Strawberry season is winding down in these parts. I think it was an overall great year for our family strawberry patch since having such a rainy Spring. I decided to go on the hunt for a good strawberry dessert that had all the ingredients on hand in my kitchen. I seem to be running low on some of the important things like white flour, icing sugar, chocolate chips, and applesauce. I found this recipe for Strawberry Bread. I tweaked it a little by using only whole wheat flour, whole frozen strawberries, and I did a cup of olive oil and a 1/4 cup of applesauce with no nuts.

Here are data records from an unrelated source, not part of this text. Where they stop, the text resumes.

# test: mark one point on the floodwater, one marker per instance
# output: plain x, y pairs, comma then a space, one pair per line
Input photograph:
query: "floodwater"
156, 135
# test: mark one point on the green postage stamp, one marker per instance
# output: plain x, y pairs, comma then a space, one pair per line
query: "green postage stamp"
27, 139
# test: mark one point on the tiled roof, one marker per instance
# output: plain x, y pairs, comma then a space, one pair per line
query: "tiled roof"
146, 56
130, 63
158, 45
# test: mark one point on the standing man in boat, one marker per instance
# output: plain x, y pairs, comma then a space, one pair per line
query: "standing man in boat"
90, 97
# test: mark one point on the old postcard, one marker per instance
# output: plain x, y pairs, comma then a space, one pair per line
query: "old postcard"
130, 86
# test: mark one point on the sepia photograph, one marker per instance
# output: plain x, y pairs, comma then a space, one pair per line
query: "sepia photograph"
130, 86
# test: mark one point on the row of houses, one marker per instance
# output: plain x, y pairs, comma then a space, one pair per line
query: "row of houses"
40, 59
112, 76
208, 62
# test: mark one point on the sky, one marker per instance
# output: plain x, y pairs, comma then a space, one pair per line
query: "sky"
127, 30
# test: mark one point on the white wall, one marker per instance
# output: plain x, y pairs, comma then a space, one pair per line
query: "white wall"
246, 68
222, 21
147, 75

I would have preferred to have just used applesauce but it was running low. It made 2 loaves which was great and it was moist with a nice kick of cinnamon to it. It went great with some coffee, ice cream, and fresh strawberries!
2 cups fresh strawberries
3 1/8 cups all-purpose flour
2 cups white sugar
1 tablespoon ground cinnamon
1 teaspoon salt
1 teaspoon baking soda
1 1/4 cups vegetable oil
4 eggs, beaten
1 1/4 cups chopped pecans
Preheat oven to 350 degrees F (175 degrees C). Butter and flour two 9 x 5 inch loaf pans.

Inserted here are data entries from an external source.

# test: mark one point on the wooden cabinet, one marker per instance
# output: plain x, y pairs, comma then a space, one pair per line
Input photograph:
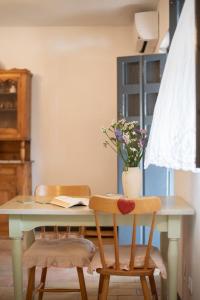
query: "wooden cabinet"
15, 164
15, 104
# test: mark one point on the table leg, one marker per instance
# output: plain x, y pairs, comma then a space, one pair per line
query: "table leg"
172, 268
164, 252
17, 268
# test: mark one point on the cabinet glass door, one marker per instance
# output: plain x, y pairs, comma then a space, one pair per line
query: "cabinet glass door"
8, 103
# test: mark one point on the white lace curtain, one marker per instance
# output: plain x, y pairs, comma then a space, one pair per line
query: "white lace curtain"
172, 140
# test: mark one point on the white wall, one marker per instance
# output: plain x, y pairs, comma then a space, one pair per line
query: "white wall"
163, 15
74, 94
187, 185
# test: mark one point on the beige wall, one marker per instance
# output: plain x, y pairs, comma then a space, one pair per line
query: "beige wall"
73, 96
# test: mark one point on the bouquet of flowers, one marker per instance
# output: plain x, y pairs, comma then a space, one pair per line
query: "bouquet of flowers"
126, 139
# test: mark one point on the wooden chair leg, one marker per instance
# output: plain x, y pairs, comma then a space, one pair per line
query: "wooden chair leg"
42, 283
100, 286
82, 283
105, 287
31, 284
153, 287
146, 292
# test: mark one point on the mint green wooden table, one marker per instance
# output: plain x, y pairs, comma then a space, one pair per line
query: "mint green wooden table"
26, 214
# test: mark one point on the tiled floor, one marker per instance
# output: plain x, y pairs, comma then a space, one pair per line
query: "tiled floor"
121, 288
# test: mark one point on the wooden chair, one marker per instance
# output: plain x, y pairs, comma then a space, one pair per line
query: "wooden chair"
133, 260
68, 190
75, 252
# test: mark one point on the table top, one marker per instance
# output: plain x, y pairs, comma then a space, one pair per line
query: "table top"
28, 205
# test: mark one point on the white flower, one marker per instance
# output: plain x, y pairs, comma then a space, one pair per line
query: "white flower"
126, 138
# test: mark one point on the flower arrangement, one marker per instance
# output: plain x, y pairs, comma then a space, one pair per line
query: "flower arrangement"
126, 139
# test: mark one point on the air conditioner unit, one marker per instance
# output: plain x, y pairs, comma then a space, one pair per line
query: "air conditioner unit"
147, 30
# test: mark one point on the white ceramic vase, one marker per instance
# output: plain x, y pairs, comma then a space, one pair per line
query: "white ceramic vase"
132, 182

Slice strawberries, and place in medium-sized bowl. Sprinkle lightly with sugar, and set aside while preparing bread mixture.
Combine flour, sugar, cinnamon, salt and baking soda in large bowl: mix well. Blend oil and eggs into strawberries. Add strawberry mixture to flour mixture, blending until dry ingredients are just moistened. Stir in pecans. Divide batter into pans.
Bake for 45 to 50 minutes, or until tester inserted comes out clean. Let cool in pans on wire rack for 10 minutes. Turn loaves out, and cool completely.